DIT que l’expert répondra de manière précise et circonstanciée à ces dernières observations ou réclamations qui devront être annexées au rapport définitif dans lequel devront figurer impérativement :
— la liste exhaustive des pièces par lui consultées ;
— le nom des personnes convoquées aux opérations d’expertise en précisant pour chacune d’elle la date d’envoi de la convocation la concernant et la forme de cette convocation ;
— le nom des personnes présentes à chacune des réunions d’expertise ;
— la date de chacune des réunions tenues ;
— les déclarations des tiers entendus par lui, en mentionnant leur identité complète, leur qualité et leurs liens éventuels avec les parties ;
— le cas échéant, l’identité du technicien dont il s’est adjoint le concours, ainsi que le document qu’il aura établi de ses constatations et avis (lequel devra également être joint à la note de synthèse ou au projet de rapport) ;
DIT que l’original du rapport définitif sera déposé au greffe, tandis que l’expert en adressera un exemplaire aux parties et à leur conseil, dans un délai de 6 mois à compter de sa saisine, sauf prorogation expresse ;
DIT que l’expert accomplira sa mission conformément aux dispositions des articles 264 et suivants du code de procédure civile et qu’en particulier, il pourra s’adjoindre, en cas de besoin, un sapiteur de son choix dans une spécialité autre que la sienne ;
DÉSIGNE le Magistrat chargé du Contrôle des Expertises pour suivre le déroulement de la présente expertise ;
Dit que les frais d’expertise et honoraires de l’expert seront avancés par le Trésor Public en application de la loi sur l’aide juridictionnelle ;
CONDAMNE la SA AIG EUROPE à payer à Monsieur [M] [B] la somme provisionnelle de 6 000 euros à valoir sur la réparation de son préjudice corporel ;
DIT que Monsieur [M] [B] conservera provisoirement la charge des dépens, qui seront recouvrés conformément aux règles de l’aide juridictionnelle, et le déboute de sa demande au titre de l’article 700 du code de procédure civile.

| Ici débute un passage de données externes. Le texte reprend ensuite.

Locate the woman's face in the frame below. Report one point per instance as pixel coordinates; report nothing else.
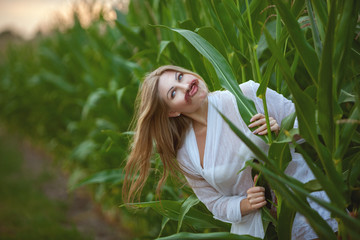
(182, 92)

La présente décision a été signée par Alice VERGNE, Vice-Présidente, et par Karine PAPPAKOSTAS, Cadre Greffière.
Le Greffier, Le Président,
En conséquence, la République française mande et ordonne à tous commissaires de justice, sur ce requis, de mettre ladite ordonnance à exécution, aux procureurs généraux et aux procureurs de la République près les tribunaux judiciaires d’y tenir la main, à tous commandants et officiers de la force publique de prêter main-forte lorsqu’ils en seront légalement requis.
En foi de quoi, la présente ordonnance a été signée par le greffier.